When she joined the New York Philharmonic, Bernstein – now known as one of music’s most exciting and progressive figures – was its music director. Was Bernstein part of the change that helped her become a full-time member?
“Well, in the contract it says the music director has final say of any audition [and] can override the committee,” Orin said. “So I definitely know if he hadn’t decided at that point to hire a female, I don’t think it would have happened, maybe for another little while.
“I think the next music director, Pierre Boulez was, of course, French, and came from a slightly different background, but he was very progressive in a musical sense.

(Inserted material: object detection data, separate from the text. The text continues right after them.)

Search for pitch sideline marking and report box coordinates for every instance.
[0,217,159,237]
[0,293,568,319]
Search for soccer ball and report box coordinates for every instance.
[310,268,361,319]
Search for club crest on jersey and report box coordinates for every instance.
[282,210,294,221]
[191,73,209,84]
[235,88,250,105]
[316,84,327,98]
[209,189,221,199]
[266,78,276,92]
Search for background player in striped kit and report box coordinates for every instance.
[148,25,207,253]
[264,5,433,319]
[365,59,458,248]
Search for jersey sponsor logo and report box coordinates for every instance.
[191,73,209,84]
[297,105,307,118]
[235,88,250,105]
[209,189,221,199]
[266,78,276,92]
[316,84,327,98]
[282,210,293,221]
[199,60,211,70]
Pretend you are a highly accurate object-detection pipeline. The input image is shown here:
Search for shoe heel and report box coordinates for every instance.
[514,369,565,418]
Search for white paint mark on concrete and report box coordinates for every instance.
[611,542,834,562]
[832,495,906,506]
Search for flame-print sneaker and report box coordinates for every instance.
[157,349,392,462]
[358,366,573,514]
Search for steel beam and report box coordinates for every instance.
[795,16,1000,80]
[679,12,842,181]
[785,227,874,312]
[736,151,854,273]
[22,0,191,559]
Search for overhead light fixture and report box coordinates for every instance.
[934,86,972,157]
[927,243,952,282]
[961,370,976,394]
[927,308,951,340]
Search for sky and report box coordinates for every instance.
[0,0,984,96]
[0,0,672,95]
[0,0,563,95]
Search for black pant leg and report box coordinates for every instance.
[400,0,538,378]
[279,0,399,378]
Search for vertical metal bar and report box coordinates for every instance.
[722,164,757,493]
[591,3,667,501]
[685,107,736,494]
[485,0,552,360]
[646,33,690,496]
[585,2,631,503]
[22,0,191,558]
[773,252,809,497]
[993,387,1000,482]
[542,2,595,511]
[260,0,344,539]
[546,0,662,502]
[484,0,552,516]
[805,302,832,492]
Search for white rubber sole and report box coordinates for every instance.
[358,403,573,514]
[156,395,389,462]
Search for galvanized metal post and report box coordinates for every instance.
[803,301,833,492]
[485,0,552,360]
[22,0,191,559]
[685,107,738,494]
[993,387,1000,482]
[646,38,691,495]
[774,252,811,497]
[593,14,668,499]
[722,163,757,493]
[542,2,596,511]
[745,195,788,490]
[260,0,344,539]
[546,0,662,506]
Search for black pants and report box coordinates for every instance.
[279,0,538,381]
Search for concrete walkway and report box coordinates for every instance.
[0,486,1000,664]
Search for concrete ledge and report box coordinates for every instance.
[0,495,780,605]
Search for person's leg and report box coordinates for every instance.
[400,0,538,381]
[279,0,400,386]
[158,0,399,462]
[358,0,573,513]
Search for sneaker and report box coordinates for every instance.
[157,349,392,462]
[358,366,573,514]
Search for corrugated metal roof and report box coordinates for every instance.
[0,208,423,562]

And I think it didn’t matter to him. He wanted good players, period. That’s all.”
Bernstein was a hugely important figure in Orin’s life, serving as a musical inspiration over the decades. On top of all his conducting work throughout America and Europe, the maestro directed a total of 53 Young People’s Concerts, alongside other television programmes, which explored the orchestra, and compositional techniques of musical masterpieces.
“He was the greatest music explainer, I think, that ever lived,” O’Brien said. “Some people have called him the ‘American Liszt’ because he was a pianist, a composer, [and] an educator,” she said.
“When I joined the Philharmonic, I didn’t have a TV because I thought it was a waste of time. I had to practise, I had to go to jobs,” she recalled. “Then I realised the Young People’s Concerts were on TV. So, that’s when I got a television ... and I would tape them, and then come home and watch the concert.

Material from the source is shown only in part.